Limitations & Future Work¶
- Limited volume scale: Only 2×256×256 volumes (2 slices) are evaluated; the feasibility of large-scale 3D volume reconstruction is not verified.
- Lack of systematic ablation: The authors acknowledge the absence of ablation experiments on FBP input, network architecture, and number of diffusion steps.
- Manual hyperparameter tuning: Both \(\rho\) and \(\omega\) require manual search tailored to data characteristics, with no adaptive strategy provided.
- Computational efficiency not reported: Total runtime for INR optimization, diffusion iterations, and SCD weight updates is not provided and may be substantially slower than FBP or MBIR.
- Limited advantage at moderate sparsity: DINR does not surpass well-tuned MBIR at 9–17 views, constraining its practical applicability.
- Narrow evaluation metrics: Only PSNR/SSIM are reported; application-oriented metrics such as segmentation accuracy and boundary fidelity are absent.
Related Work & Insights¶
- DD3IP [Chung & Ye, ECCV 2024]: The direct predecessor of DINR, providing the framework and the key finding that DIS is replaceable. DINR achieves a PSNR improvement of 0.1–0.5 dB on synthetic data.
- SIREN [Sitzmann et al., NeurIPS 2020]: The INR backbone adopted by DINR; periodic activation functions alleviate but do not fully resolve spectral bias.
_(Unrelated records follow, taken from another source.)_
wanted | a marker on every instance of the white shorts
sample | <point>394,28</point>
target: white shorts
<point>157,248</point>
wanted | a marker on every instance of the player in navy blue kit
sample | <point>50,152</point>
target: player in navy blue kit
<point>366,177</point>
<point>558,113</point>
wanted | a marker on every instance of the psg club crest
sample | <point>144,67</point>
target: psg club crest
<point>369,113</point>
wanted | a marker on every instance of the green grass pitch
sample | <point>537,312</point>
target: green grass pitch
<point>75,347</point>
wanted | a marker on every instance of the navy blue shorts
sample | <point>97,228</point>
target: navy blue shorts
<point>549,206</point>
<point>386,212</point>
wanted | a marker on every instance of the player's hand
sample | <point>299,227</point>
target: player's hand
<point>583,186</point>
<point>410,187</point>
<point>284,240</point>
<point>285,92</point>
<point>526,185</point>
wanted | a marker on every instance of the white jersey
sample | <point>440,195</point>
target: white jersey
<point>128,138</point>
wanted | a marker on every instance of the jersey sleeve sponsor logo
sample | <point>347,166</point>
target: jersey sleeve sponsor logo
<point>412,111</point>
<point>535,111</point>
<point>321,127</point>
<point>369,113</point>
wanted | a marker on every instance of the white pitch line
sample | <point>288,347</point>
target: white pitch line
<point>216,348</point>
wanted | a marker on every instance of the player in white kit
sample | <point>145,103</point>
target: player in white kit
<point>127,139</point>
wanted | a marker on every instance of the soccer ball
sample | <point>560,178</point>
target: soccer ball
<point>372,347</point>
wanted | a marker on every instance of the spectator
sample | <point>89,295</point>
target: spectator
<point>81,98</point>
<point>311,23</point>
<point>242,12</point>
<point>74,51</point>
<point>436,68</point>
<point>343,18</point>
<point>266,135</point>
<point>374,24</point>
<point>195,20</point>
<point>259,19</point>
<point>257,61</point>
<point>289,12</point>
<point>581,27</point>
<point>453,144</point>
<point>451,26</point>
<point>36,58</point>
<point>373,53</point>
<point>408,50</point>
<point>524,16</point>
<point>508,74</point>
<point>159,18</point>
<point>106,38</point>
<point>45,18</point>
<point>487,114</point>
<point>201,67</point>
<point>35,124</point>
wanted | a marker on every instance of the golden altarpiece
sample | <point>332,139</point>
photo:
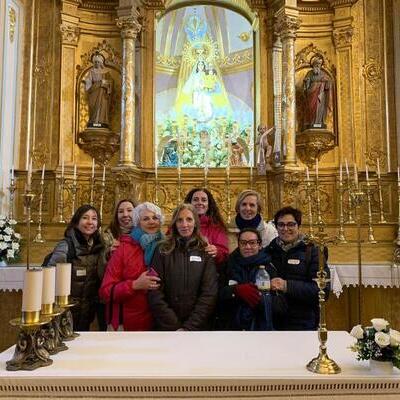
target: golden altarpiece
<point>350,41</point>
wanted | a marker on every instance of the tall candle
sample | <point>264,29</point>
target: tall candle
<point>32,293</point>
<point>29,175</point>
<point>49,285</point>
<point>378,168</point>
<point>355,175</point>
<point>63,279</point>
<point>92,167</point>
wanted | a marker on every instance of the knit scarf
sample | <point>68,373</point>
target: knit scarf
<point>247,223</point>
<point>148,242</point>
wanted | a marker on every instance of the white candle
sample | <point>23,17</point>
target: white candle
<point>29,175</point>
<point>355,175</point>
<point>378,168</point>
<point>63,279</point>
<point>32,293</point>
<point>49,285</point>
<point>92,167</point>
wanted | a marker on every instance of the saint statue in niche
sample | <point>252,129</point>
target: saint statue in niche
<point>317,87</point>
<point>99,86</point>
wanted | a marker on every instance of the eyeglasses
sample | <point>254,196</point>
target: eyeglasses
<point>289,225</point>
<point>251,243</point>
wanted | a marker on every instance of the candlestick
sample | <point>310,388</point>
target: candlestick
<point>49,282</point>
<point>347,168</point>
<point>43,170</point>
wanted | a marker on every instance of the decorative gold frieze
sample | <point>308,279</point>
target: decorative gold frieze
<point>12,18</point>
<point>69,33</point>
<point>130,26</point>
<point>287,25</point>
<point>343,37</point>
<point>372,71</point>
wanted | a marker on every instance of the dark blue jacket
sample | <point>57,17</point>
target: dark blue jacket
<point>302,290</point>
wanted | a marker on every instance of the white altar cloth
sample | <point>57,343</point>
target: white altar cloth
<point>197,364</point>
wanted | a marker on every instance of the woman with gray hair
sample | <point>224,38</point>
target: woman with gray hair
<point>248,209</point>
<point>129,275</point>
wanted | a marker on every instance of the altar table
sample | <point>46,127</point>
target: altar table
<point>268,365</point>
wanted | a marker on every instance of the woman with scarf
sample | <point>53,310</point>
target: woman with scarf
<point>241,304</point>
<point>297,264</point>
<point>248,209</point>
<point>121,224</point>
<point>83,247</point>
<point>212,226</point>
<point>188,287</point>
<point>129,275</point>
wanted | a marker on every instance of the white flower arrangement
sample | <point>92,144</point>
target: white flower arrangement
<point>9,239</point>
<point>377,342</point>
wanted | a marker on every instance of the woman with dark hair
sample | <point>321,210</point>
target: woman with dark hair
<point>248,209</point>
<point>212,226</point>
<point>121,224</point>
<point>241,304</point>
<point>129,275</point>
<point>188,278</point>
<point>83,247</point>
<point>297,264</point>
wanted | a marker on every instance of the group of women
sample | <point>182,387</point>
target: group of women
<point>133,277</point>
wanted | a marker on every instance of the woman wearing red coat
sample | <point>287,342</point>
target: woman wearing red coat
<point>129,277</point>
<point>212,226</point>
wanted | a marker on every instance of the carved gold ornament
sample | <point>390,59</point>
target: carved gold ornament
<point>372,71</point>
<point>12,17</point>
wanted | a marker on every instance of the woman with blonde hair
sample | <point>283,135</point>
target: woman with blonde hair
<point>187,294</point>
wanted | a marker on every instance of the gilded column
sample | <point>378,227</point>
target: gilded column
<point>286,27</point>
<point>130,28</point>
<point>70,31</point>
<point>342,38</point>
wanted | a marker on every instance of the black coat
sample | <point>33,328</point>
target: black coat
<point>302,290</point>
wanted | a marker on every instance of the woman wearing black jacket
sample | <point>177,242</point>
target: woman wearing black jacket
<point>297,265</point>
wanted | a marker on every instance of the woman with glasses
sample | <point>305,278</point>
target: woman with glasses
<point>241,304</point>
<point>297,266</point>
<point>248,209</point>
<point>129,276</point>
<point>188,277</point>
<point>212,226</point>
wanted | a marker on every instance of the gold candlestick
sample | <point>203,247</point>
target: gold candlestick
<point>61,183</point>
<point>12,189</point>
<point>371,237</point>
<point>28,198</point>
<point>322,364</point>
<point>39,237</point>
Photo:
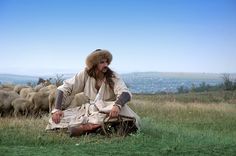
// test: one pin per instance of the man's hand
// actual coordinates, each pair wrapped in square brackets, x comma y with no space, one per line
[56,117]
[114,112]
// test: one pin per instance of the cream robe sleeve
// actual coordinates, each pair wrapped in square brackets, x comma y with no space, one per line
[120,86]
[73,85]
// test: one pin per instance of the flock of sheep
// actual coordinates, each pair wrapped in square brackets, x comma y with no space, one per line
[23,100]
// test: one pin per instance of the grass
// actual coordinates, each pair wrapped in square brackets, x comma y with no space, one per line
[169,127]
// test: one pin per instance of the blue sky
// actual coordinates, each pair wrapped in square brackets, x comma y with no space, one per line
[55,36]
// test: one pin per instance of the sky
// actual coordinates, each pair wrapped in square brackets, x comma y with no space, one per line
[39,37]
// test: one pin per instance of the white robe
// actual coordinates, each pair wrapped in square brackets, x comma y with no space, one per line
[100,102]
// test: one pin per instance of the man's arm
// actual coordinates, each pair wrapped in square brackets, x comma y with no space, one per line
[59,98]
[123,99]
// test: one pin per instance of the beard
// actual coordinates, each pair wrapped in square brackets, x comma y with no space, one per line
[104,70]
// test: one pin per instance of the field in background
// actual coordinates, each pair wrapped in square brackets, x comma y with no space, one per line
[175,124]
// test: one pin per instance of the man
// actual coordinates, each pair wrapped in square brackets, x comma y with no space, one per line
[105,90]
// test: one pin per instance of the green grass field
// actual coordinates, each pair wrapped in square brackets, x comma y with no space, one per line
[181,124]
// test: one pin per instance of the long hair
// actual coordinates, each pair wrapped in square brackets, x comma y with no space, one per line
[109,74]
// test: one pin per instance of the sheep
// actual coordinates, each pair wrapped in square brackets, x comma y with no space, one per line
[6,97]
[18,88]
[25,91]
[48,88]
[22,105]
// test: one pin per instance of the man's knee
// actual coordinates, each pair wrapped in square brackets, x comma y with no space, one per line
[79,99]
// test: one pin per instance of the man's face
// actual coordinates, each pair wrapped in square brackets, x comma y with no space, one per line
[102,65]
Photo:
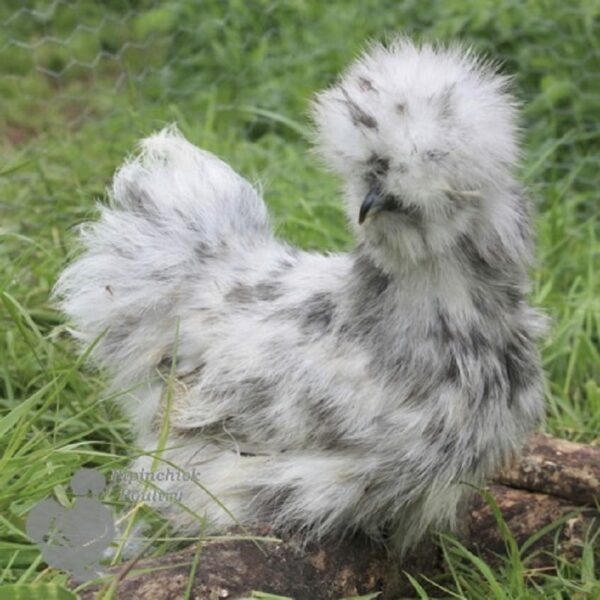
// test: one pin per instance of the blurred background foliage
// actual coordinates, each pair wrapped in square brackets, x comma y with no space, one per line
[81,81]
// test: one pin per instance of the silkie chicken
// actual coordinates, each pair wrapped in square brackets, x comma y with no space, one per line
[326,394]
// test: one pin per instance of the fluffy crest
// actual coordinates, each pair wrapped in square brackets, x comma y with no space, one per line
[430,127]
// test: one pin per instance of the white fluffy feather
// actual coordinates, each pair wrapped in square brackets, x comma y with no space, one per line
[339,392]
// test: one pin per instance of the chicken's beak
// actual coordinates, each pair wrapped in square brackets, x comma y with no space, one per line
[373,203]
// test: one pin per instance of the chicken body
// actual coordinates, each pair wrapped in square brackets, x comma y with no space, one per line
[327,393]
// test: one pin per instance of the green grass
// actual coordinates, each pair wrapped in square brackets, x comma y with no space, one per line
[80,82]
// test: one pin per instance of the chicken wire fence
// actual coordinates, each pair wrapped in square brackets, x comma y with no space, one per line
[79,69]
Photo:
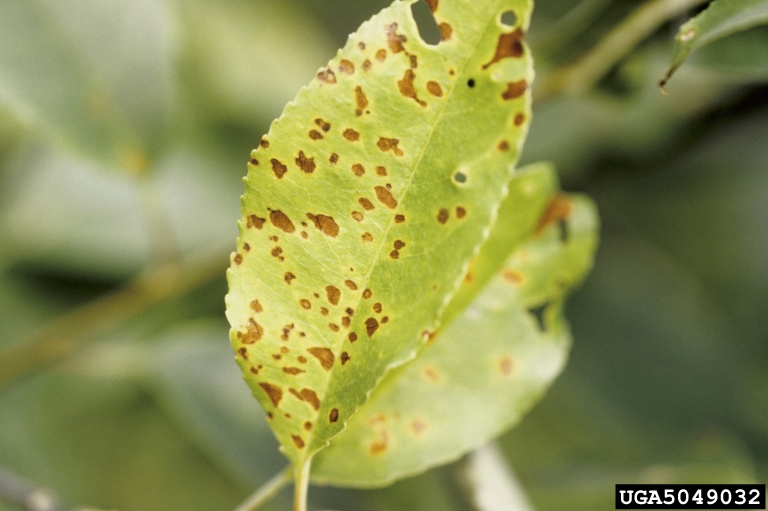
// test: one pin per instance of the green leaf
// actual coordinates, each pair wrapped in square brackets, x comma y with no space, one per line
[364,205]
[484,370]
[95,75]
[720,19]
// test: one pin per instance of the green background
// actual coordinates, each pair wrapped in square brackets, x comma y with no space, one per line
[125,128]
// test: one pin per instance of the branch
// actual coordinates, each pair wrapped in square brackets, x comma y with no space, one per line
[617,44]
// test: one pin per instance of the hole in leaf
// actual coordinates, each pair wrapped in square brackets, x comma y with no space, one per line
[428,29]
[509,18]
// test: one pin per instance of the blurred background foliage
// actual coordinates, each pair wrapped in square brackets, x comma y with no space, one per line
[125,128]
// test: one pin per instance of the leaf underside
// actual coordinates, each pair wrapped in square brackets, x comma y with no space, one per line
[492,363]
[364,204]
[720,19]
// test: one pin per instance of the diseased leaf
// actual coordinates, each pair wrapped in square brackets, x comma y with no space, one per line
[364,204]
[720,19]
[484,370]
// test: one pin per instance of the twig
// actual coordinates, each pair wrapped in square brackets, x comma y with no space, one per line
[67,334]
[617,44]
[29,496]
[267,491]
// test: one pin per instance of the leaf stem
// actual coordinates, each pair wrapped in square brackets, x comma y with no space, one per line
[620,41]
[301,485]
[267,491]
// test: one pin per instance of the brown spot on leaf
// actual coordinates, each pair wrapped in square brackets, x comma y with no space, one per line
[325,223]
[385,197]
[253,334]
[371,325]
[360,101]
[515,89]
[346,66]
[366,204]
[333,293]
[306,164]
[435,89]
[445,31]
[274,392]
[559,208]
[505,366]
[323,355]
[255,221]
[395,40]
[509,46]
[327,76]
[358,169]
[351,135]
[385,144]
[418,427]
[281,221]
[278,168]
[406,87]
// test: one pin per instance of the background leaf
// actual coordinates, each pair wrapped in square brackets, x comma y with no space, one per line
[364,204]
[720,19]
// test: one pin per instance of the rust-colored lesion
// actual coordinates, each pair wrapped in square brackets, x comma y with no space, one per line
[558,209]
[509,46]
[515,89]
[274,393]
[326,224]
[253,334]
[394,40]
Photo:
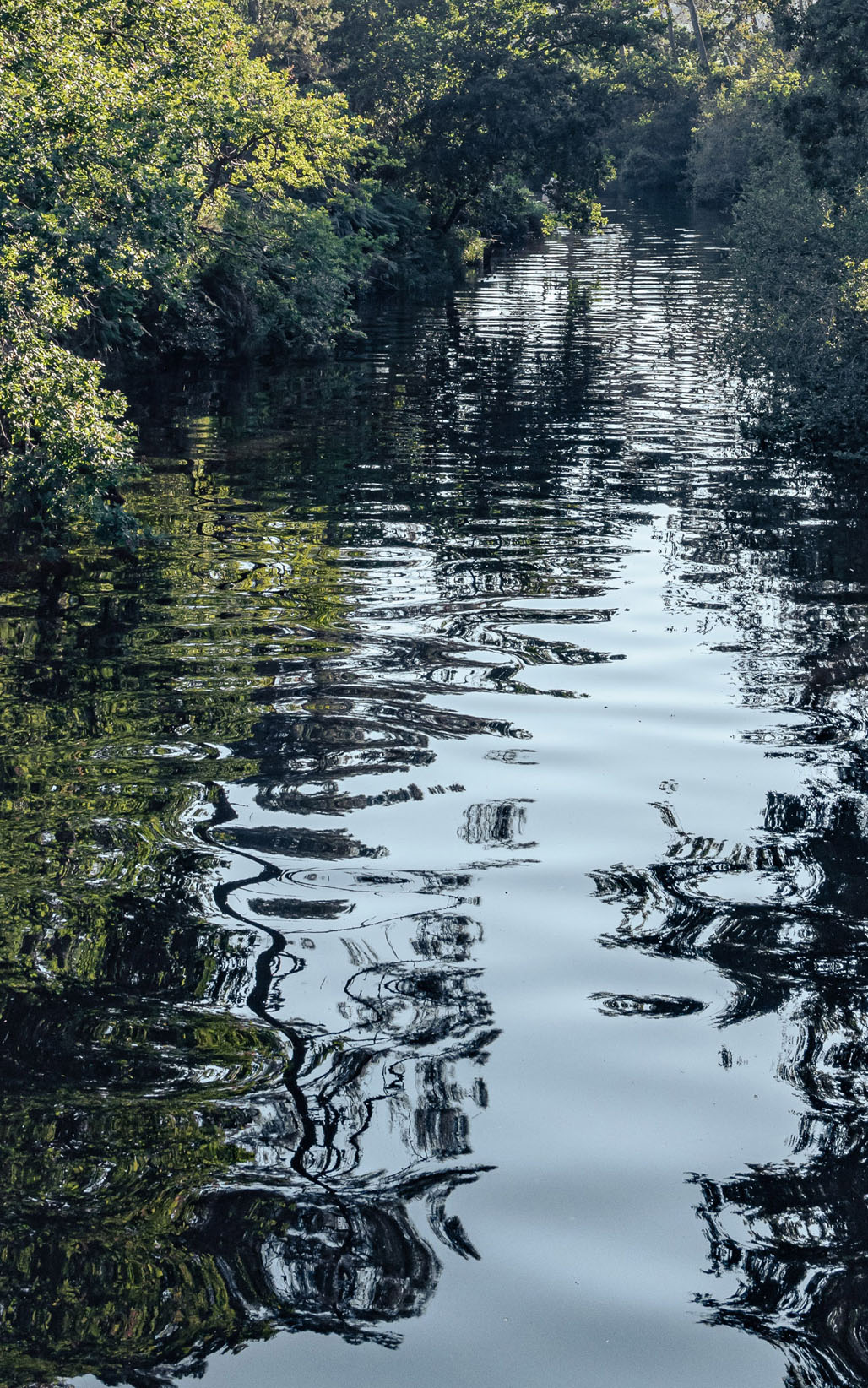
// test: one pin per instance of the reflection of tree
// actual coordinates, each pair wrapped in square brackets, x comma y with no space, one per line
[182,1169]
[781,916]
[191,741]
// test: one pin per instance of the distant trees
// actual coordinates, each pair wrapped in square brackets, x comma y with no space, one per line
[782,139]
[217,178]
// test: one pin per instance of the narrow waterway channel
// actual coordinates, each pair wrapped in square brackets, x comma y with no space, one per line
[435,933]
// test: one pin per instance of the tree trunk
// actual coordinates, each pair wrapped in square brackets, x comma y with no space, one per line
[667,10]
[697,34]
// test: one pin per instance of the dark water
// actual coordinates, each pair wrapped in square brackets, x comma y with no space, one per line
[435,916]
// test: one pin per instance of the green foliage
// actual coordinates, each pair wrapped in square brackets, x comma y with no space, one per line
[789,139]
[471,96]
[140,149]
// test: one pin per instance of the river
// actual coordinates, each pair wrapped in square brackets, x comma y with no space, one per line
[434,898]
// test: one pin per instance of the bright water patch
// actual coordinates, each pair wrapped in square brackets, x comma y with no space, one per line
[434,930]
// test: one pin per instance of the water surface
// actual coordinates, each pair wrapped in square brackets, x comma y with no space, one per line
[434,881]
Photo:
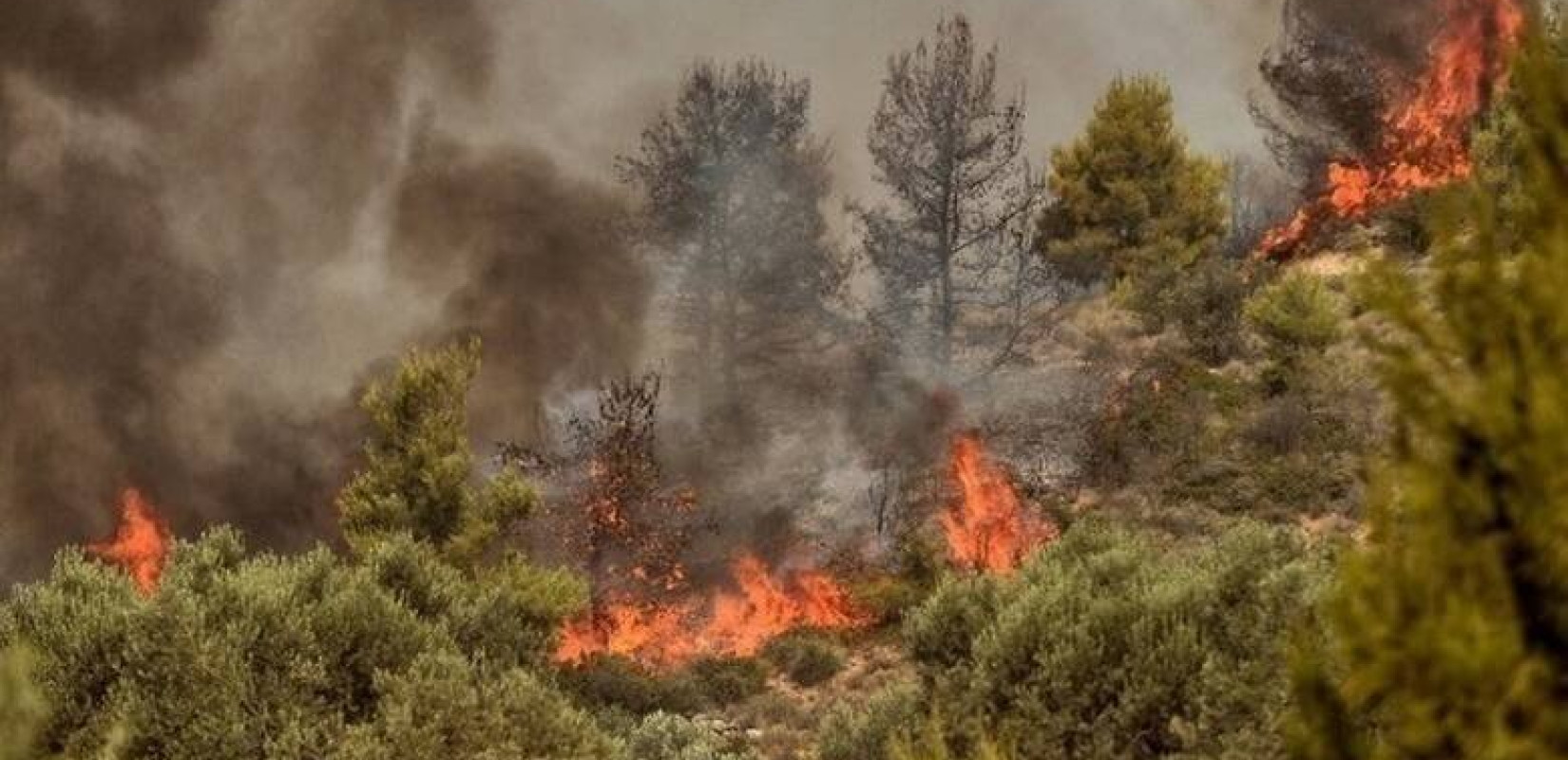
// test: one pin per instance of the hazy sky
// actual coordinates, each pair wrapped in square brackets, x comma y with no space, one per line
[581,77]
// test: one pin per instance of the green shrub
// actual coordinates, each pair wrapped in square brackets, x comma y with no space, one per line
[864,728]
[673,737]
[808,658]
[408,648]
[728,680]
[1295,315]
[943,630]
[1119,644]
[444,707]
[618,682]
[22,707]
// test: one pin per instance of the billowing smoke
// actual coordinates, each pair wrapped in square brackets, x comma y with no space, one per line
[219,217]
[99,314]
[547,279]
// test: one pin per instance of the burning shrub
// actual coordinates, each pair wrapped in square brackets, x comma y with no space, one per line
[411,643]
[808,658]
[673,737]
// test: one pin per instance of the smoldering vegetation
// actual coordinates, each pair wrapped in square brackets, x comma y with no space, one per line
[219,218]
[209,237]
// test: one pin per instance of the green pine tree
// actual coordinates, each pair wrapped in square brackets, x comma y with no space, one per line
[417,475]
[1128,198]
[1449,627]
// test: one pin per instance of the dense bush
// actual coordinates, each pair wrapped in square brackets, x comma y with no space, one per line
[673,737]
[943,632]
[728,680]
[258,656]
[805,656]
[864,728]
[22,709]
[622,684]
[1119,644]
[427,641]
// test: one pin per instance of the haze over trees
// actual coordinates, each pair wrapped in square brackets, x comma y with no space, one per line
[960,287]
[735,188]
[1261,511]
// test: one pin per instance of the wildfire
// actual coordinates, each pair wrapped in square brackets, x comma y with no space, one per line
[731,622]
[988,528]
[140,544]
[1425,137]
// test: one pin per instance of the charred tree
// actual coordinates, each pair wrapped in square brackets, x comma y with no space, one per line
[954,248]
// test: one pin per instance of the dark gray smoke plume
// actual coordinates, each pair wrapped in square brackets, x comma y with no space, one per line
[99,315]
[217,217]
[547,279]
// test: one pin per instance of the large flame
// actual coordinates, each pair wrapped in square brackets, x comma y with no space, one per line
[1425,137]
[988,528]
[730,622]
[140,544]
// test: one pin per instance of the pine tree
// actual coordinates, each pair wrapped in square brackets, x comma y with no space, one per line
[419,466]
[1128,198]
[1449,627]
[952,250]
[733,187]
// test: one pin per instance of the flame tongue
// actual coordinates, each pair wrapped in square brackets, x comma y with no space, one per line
[140,544]
[988,528]
[1425,137]
[733,624]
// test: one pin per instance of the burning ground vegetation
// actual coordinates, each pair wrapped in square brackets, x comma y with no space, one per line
[1155,456]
- SCD [Barbano et al., 2023]: Provides the theoretical foundation and weight update mechanism for adapting diffusion priors to OOD data.
- Insights: The proximal regularization coupling strategy is generalizable to other INR-based reconstruction tasks such as NeRF and 3D Gaussian Splatting; the OOD adaptation strategy is a valuable reference for data-scarce scientific imaging modalities (electron microscopy, cryo-EM).
Rating¶
- Novelty: ⭐⭐⭐ Primarily an incremental improvement to the DD3IP framework, replacing the CG solver with INR and a proximal regularizer—a natural but non-breakthrough contribution.
- Experimental Thoroughness: ⭐⭐ Limited to 2-slice volumes; no systematic ablation, no runtime analysis, and no downstream task evaluation.
- Writing Quality: ⭐⭐⭐ Method derivation is clear and complete; the paper is concise overall, with ROI analysis being a notable highlight.
- Value: ⭐⭐⭐ Directly applicable to sparse-view neutron CT reconstruction, but generalizability and scalability remain insufficiently validated.